The paper introduces a “dynamical microscope” framework designed to uncover and quantify regime structure in high‑dimensional, non‑stationary oscillatory signals. The authors begin by converting each channel of a multivariate time series into a circular representation consisting of instantaneous phase and amplitude, obtained via the analytic signal (Hilbert transform). This step preserves the intrinsic periodicity of the data while providing a compact, rotation‑invariant feature set that is amenable to nonlinear learning.

Next, the phase‑amplitude vectors are fed into a deep autoencoder. The encoder compresses the high‑dimensional sequence into a low‑dimensional latent trajectory (typically two or three dimensions), while the decoder reconstructs the original sequence, enforcing a reconstruction loss. To ensure that the latent space respects temporal continuity, the authors incorporate recurrent layers (e.g., LSTM) or time‑conditional regularization, so that the learned manifold reflects the true flow of the underlying dynamical system rather than arbitrary static embeddings. As a result, each trial or recording is represented as a continuous curve on a shared latent manifold, enabling direct visual inspection and quantitative analysis.

Once the latent trajectories are obtained, the framework extracts several complementary metrics:

1. Speed – the time derivative of the latent coordinates, capturing how quickly the system moves through state space. Regime transitions typically manifest as abrupt changes in speed.
2. Explored variance – the trace of the covariance matrix of latent points, measuring the spatial extent of the trajectory. Different regimes often occupy distinct volumes even when they overlap in the original observation space.
3. Tortuosity (or curvature) – a geometric measure of how winding the trajectory is, providing information orthogonal to speed and variance.
4. Flow field – a vector‑field estimate derived from local velocity vectors, visualizing the overall directionality and organization of dynamics on the manifold.

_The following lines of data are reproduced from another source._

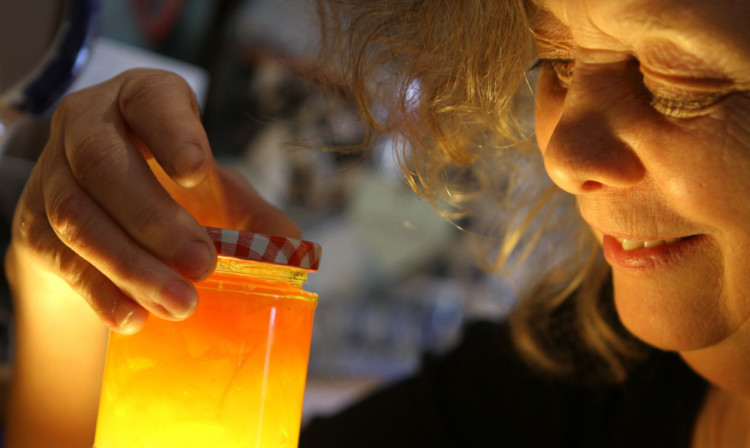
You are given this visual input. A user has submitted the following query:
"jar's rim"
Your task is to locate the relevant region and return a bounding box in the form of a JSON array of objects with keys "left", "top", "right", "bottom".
[{"left": 205, "top": 227, "right": 321, "bottom": 271}]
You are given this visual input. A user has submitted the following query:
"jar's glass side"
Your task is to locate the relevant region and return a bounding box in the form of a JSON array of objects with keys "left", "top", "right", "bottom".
[{"left": 96, "top": 260, "right": 317, "bottom": 448}]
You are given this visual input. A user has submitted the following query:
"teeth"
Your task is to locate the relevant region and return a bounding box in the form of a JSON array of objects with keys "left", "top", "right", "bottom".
[{"left": 617, "top": 238, "right": 682, "bottom": 250}]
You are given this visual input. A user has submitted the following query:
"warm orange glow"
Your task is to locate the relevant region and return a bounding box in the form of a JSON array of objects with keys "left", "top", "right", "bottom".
[{"left": 95, "top": 260, "right": 317, "bottom": 448}]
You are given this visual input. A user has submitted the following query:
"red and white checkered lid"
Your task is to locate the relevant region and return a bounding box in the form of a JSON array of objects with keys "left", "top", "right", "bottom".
[{"left": 205, "top": 227, "right": 320, "bottom": 271}]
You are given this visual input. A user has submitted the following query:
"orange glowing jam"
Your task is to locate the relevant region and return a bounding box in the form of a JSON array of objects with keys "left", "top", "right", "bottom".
[{"left": 94, "top": 257, "right": 317, "bottom": 448}]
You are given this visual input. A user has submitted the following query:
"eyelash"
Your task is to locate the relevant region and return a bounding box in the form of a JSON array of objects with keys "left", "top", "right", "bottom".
[{"left": 529, "top": 58, "right": 728, "bottom": 118}]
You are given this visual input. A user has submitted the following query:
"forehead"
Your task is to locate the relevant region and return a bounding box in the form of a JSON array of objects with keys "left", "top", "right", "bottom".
[
  {"left": 535, "top": 0, "right": 750, "bottom": 47},
  {"left": 535, "top": 0, "right": 750, "bottom": 76}
]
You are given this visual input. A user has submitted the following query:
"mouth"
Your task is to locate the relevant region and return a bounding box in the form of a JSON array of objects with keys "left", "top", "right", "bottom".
[
  {"left": 615, "top": 235, "right": 697, "bottom": 251},
  {"left": 603, "top": 234, "right": 706, "bottom": 270}
]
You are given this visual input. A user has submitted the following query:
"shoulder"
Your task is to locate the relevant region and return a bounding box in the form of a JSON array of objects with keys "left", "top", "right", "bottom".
[{"left": 300, "top": 322, "right": 700, "bottom": 448}]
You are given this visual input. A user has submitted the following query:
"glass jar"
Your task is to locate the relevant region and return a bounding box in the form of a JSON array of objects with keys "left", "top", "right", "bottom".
[{"left": 94, "top": 228, "right": 320, "bottom": 448}]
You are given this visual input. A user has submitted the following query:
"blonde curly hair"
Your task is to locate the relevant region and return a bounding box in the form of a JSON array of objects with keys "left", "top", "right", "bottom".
[{"left": 318, "top": 0, "right": 641, "bottom": 381}]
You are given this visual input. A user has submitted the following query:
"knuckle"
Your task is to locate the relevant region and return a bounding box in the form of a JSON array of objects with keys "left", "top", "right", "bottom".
[
  {"left": 47, "top": 187, "right": 90, "bottom": 247},
  {"left": 66, "top": 132, "right": 121, "bottom": 185},
  {"left": 119, "top": 70, "right": 192, "bottom": 110}
]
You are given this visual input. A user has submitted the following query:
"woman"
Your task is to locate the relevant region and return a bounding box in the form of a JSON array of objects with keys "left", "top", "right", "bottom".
[{"left": 6, "top": 0, "right": 750, "bottom": 447}]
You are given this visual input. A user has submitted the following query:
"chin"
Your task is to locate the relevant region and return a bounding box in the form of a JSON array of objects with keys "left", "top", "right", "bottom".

To validate the approach, the authors construct a synthetic benchmark using a network of coupled Stuart‑Landau oscillators. The network’s coupling topology is switched periodically, thereby imposing two distinct dynamical laws on the same set of oscillator variables. Because the underlying state variables (phases and amplitudes) can occupy overlapping regions for both topologies, conventional clustering would fail to separate the regimes. The autoencoder nevertheless learns a common manifold, and the regime‑specific metrics reveal clear differences: speed and explored variance achieve high discriminability (η² > 0.5), while tortuosity captures geometry that is independent of the topology contrast. Flow‑field visualizations further illustrate that the direction of motion on the manifold reorganizes dramatically at each topology switch.

The key insight is that regime differences need not be expressed as discrete, non‑overlapping clusters; instead, they can be encoded as variations in trajectory speed, spatial spread, curvature, and vector‑field organization on a shared manifold. This perspective allows researchers to detect subtle dynamical changes even when the raw signals appear statistically indistinguishable.

The authors argue that the dynamical microscope is broadly applicable to neural recordings (EEG, LFP, calcium imaging), physiological signals (heart‑rate variability, respiration), and physical systems where multivariate oscillations arise. By providing a principled pipeline—from phase‑amplitude extraction through latent trajectory learning to multi‑metric regime quantification—the framework offers a powerful alternative to traditional state‑space clustering, enabling more nuanced interpretations of complex, non‑stationary time series.